Priority Problems in Homeland Security

On Friday (Saturday's paper), the House rejected in an urban-rural split a plan to transfer $446 million of a $33 billion Homeland Security budget from a fund generally distributed to every part of the country to high-risk cities. The Mayor of New York was rightly incensed. While New York receives $5.47 a person in anti-terrorism financing, Vermont and Wyoming receive over $30.00. The Homeland Security operation reflects another remarkable inability to prioritize. In Connecticut, for example, all of its nearly 200 towns are to get a cut of the pie, with slices so small that they are essentially meaningless. It is becoming a kind of joke, a diversion.

The priority problem stems in part from the fact that terrorism is too generally defined.

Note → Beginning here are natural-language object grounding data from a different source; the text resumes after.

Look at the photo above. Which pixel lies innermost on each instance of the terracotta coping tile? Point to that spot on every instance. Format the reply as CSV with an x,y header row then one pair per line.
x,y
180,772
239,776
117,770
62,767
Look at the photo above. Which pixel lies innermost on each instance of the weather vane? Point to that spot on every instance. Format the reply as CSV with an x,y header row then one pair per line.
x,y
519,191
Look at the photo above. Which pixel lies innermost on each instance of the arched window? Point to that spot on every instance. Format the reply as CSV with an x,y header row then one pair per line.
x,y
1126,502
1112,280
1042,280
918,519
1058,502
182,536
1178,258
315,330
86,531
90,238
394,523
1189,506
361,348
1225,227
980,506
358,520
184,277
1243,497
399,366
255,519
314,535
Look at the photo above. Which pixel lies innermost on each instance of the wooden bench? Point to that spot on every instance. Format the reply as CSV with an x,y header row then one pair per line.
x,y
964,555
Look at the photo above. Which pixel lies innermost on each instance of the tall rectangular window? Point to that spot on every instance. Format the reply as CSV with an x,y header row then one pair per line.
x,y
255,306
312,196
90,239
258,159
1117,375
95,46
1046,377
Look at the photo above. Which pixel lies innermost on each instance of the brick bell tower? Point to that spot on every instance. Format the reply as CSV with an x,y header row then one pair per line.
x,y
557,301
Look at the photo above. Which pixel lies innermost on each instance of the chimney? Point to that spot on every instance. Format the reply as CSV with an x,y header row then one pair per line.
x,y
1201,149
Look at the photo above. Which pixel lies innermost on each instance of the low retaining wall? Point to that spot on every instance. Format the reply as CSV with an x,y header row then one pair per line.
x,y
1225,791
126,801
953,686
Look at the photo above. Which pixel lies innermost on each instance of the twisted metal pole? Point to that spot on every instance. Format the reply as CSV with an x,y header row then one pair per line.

While there may be a terrorist next door who is tinkering with chemical agents, what Homeland Security was established to resist was the danger from major international terrorist groups such as al-Qaida. It was not set up to stop another Oklahoma City bombing or another high school shoot-out. If this distinction could be remembered, then Homeland Security resources would be directed toward what international terrorists target, that is "symbolic targets", targets whose destruction will make a major impression throughout the world. This means its objective would be understood to prevent or ameliorate attacks on major targets in the largest cities, or at least the people of these cities, and attacks against major governmental targets, especially in Washington, D.C. At the other extreme, it would not mean attacks against people or value targets in Alpine, California or Redding, Connecticut.

Homeland Security should do an adequate target assessment from this standpoint, then distribute money in its terms. It should then give money within states to (1) large cities such as New York or Chicago, and (2) state governments, to be used, for example, by state health services or state police.